A côté de l’absorption directe, les plantes s’enrichissent aussi de métaux lourds par la
poussière qui se dépose sur les feuilles. La fumée et les cendres volantes des incinérateurs
sont riches en Pb ou Cd. Les aliments végétaux destinés à l’homme sont généralement lavés ;
l’alimentation du bétail ne bénéficie pas de ce traitement.
Cela peut avoir pour effet d’augmenter la concentration dans le lait et les abats, le foie, les
reins. Des analyses systématiques des métaux lourds montrent que les valeurs autorisées ne
sont que rarement dépassées dans l’alimentation belge commercialisée par les grandes
surfaces.
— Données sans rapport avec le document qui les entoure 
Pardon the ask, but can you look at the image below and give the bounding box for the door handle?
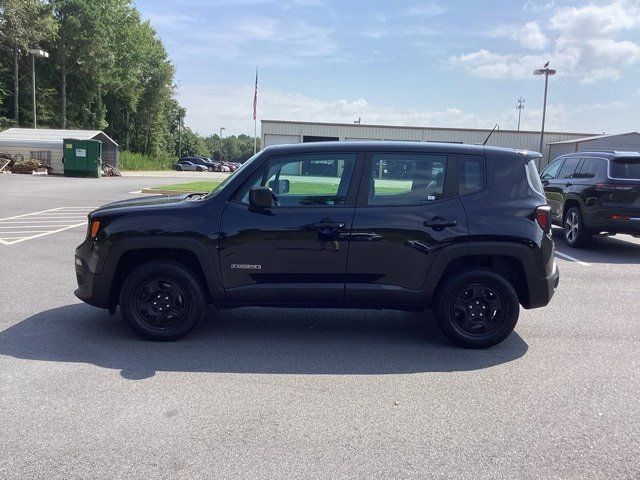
[311,222,346,230]
[422,217,458,232]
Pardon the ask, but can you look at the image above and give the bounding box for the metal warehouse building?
[261,120,594,166]
[549,132,640,160]
[0,128,119,175]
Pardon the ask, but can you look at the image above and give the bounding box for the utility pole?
[516,97,524,131]
[29,48,49,128]
[533,62,556,153]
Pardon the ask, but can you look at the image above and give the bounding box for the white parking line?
[556,250,591,267]
[0,207,94,245]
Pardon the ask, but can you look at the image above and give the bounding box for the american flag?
[253,68,258,120]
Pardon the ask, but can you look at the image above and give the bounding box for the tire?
[120,260,206,341]
[562,207,593,248]
[435,270,520,348]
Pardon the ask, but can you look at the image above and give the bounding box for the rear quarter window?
[525,159,544,195]
[611,158,640,180]
[458,155,485,195]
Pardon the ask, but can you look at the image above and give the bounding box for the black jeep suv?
[540,151,640,247]
[75,142,558,347]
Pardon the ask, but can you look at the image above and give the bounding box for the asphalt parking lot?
[0,175,640,479]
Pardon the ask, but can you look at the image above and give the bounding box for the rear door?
[345,152,468,305]
[607,156,640,218]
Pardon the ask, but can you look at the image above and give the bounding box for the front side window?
[240,153,357,207]
[541,159,562,180]
[368,153,447,205]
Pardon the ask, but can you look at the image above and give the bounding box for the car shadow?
[0,303,528,380]
[553,228,640,264]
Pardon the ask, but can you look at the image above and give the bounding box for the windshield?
[207,152,262,197]
[611,158,640,180]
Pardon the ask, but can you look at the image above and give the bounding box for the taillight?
[596,183,635,192]
[535,207,551,233]
[89,220,100,238]
[609,213,631,222]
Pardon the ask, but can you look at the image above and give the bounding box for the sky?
[135,0,640,135]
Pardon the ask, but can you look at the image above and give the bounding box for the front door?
[346,153,468,304]
[219,153,358,304]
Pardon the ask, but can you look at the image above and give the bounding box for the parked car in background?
[180,157,216,172]
[171,160,207,172]
[540,151,640,247]
[75,142,559,348]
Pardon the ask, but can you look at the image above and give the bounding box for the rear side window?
[367,153,447,205]
[611,158,640,180]
[558,157,580,179]
[458,155,485,195]
[542,159,563,180]
[573,158,604,178]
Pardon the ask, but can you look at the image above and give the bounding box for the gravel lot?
[0,175,640,479]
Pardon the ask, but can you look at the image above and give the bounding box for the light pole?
[533,62,556,153]
[178,108,185,159]
[516,97,524,131]
[220,127,226,160]
[29,48,49,128]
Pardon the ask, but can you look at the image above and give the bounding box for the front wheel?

La limite de 200µg/g est parfois franchie dans l’épinard, mais les producteurs, en
choisissant judicieusement les variétés, peuvent fortement réduire l’absorption par la plante.
Les plus hautes teneurs se retrouvent toujours dans les potagers privés, les jardins populaires
sis à la périphérie des grandes villes, parfois à proximité d’activités polluantes ou d’anciens
sites industriels. Ces dernières décennies, les entreprises et les pouvoirs publics ont consenti
de gros efforts pour limiter le plus possible les émissions de métaux lourds et maîtriser les
flux de déchets. Des efforts fructueux. Dans la littérature internationale récente, les cas
d’intoxication alimentaire aux métaux lourds sont devenus très rares. L’empoisonnement au
cadmium semble plutôt lié au tabagisme, parfois à une carence physiologique en fer ou en
zinc. Les problèmes de santé dus au plomb s’expliquent généralement par une hygiène
déficiente ou par l’usage imprudent de minium de plomb. Les risques du mercure, enfin, sont
principalement accidentels, mais peuvent parfois prendre des proportions plus vastes lorsque
des semences désinfectées interdites sont mélangées à l’alimentation du bétail.
Aujourd’hui, dans notre pays, la question des métaux lourds dans l’alimentation est
relativement bien maîtrisée. Le consommateur doit cependant savoir que les produits qu’il
cultive lui-même ou fait cultiver ne sont pas toujours les meilleurs.